Una donna malata di sclerosi laterale amiotrofica rifiuta l’eutanasia. Però ha un altro problema: non riceve alcun aiuto da Comune e Asl, a parte dodici ore di assistenza giornaliera. Il resto, compreso computer per comunicare, le è negato e la figlia spende 150 euro a notte per l’assistenza notturna. Si sono dovuti mobilitare gli ex colleghi della donna malata, totalmente insufficiente dal 1997, per sostenere le spese.

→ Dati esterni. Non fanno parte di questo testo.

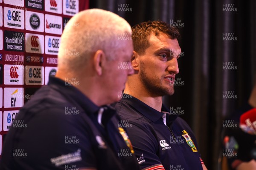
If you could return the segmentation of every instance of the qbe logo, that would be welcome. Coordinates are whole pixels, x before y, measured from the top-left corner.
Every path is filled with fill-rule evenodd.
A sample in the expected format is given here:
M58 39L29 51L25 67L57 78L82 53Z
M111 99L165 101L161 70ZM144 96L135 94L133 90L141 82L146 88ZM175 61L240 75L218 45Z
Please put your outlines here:
M26 66L25 70L26 85L44 85L44 70L43 66Z
M63 14L73 16L79 12L79 0L63 0Z
M44 37L43 35L26 34L26 52L33 53L44 54Z
M5 88L3 97L5 108L21 107L24 105L24 88Z
M3 30L0 29L0 50L3 50Z
M44 10L44 0L27 0L25 1L26 7L39 10Z
M55 15L46 14L45 32L61 35L62 33L62 18Z
M3 131L8 131L12 126L12 121L19 114L19 110L5 111L3 112Z
M58 37L46 35L45 54L57 55L61 43L61 37Z
M3 0L4 3L16 6L24 6L24 0Z
M3 88L0 88L0 98L3 98ZM0 108L1 108L3 107L3 100L0 100ZM0 122L2 122L2 121L0 121ZM1 132L1 130L0 130Z
M62 0L46 0L45 11L57 14L61 14Z
M55 76L56 72L57 72L57 67L45 67L45 72L44 73L45 84L48 84L49 81L49 76Z
M0 14L3 14L3 8L0 6ZM3 26L3 14L0 15L0 26Z
M43 32L44 31L44 14L26 11L26 29Z
M4 7L3 11L5 27L24 29L24 10Z
M5 84L24 84L24 66L5 64L4 72Z
M14 31L5 31L4 46L6 51L23 52L24 51L24 33Z

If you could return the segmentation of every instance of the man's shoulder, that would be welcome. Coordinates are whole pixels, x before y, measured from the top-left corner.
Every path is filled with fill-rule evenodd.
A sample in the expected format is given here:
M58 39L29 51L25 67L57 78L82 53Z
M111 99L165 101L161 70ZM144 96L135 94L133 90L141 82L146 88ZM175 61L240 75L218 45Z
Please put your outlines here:
M127 130L128 132L142 130L148 133L154 131L154 128L149 122L149 119L140 114L136 108L129 104L125 100L117 102L115 105L115 109L121 119L128 122L132 126L131 129Z
M133 106L128 104L125 100L121 100L115 104L115 109L121 117L128 120L143 121L144 117L139 113Z

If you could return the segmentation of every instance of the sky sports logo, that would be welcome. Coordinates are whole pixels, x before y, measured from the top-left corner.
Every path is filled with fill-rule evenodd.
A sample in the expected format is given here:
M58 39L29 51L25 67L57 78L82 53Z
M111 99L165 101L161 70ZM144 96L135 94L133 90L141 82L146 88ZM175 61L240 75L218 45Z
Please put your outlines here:
M4 26L8 28L24 29L24 10L4 7Z

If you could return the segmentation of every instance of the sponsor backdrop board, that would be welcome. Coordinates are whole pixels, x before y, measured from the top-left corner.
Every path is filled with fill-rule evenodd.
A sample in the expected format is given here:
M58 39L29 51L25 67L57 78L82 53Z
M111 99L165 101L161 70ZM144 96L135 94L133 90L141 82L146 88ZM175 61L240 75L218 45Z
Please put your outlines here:
M0 158L20 109L57 71L61 37L89 0L0 0Z

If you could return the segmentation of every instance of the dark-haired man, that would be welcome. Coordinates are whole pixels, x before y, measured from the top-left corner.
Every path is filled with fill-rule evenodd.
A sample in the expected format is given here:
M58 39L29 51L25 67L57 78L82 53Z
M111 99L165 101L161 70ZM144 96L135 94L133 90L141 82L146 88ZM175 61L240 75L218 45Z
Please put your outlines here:
M206 170L189 127L162 104L163 95L174 92L179 72L178 31L161 21L144 22L132 30L135 74L115 109L122 123L130 124L139 164L143 170Z

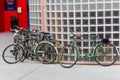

E’ la storia di una signora romana affetta da Sla in stato avanzato. E’ così che la figlia ha deciso di rivolgersi a un avvocato. “Per Comune e Asl”, ha detto la figlia “questi ammalati sembrano vuoti a perdere. Esseri senza diritti”. Di fatto, la donna potrebbe essere ricoverata in un centro specializzato di assistenza, ma ovviamente a spese totali della famiglia. L’avvocato a cui si rivolge decide che bisogna andare alla magistratura. Il giudice Ambrosi della sezione lavoro del Tribunale di Roma giudica il caso e decide che la donna ha diritto all’assistenza totale da parte dello Stato. Senza dover essere ricoverata ma a casa sua. Si tratta di un articolo della Convenzione Onu sottoscritto nel 2009 anche dall’Italia: “le persone con disabilità devono avere la possibilità di scegliere, sulla base di eguaglianza con gli altri, il proprio luogo di residenza e dove e con chi vivere e non siano obbligate a vivere in una particolare sistemazione abitativa”.
Gli articoli 2, 3 e 32 della Costituzione poi chiariscono il compito dello Stato di di rimuovere gli ostacoli economici e sociali che possono impedire il pieno sviluppo della persona umana. Diritti garantiti anche dal Trattato di Lisbona e da sentenze della cassazione. Insomma, è obbligo dello Stato far sì che il malato sia assistito senza spese per la famiglia nel posto dove lui desidera essere assistito, senza obbligo di essere portato in alcuna struttura alternativa.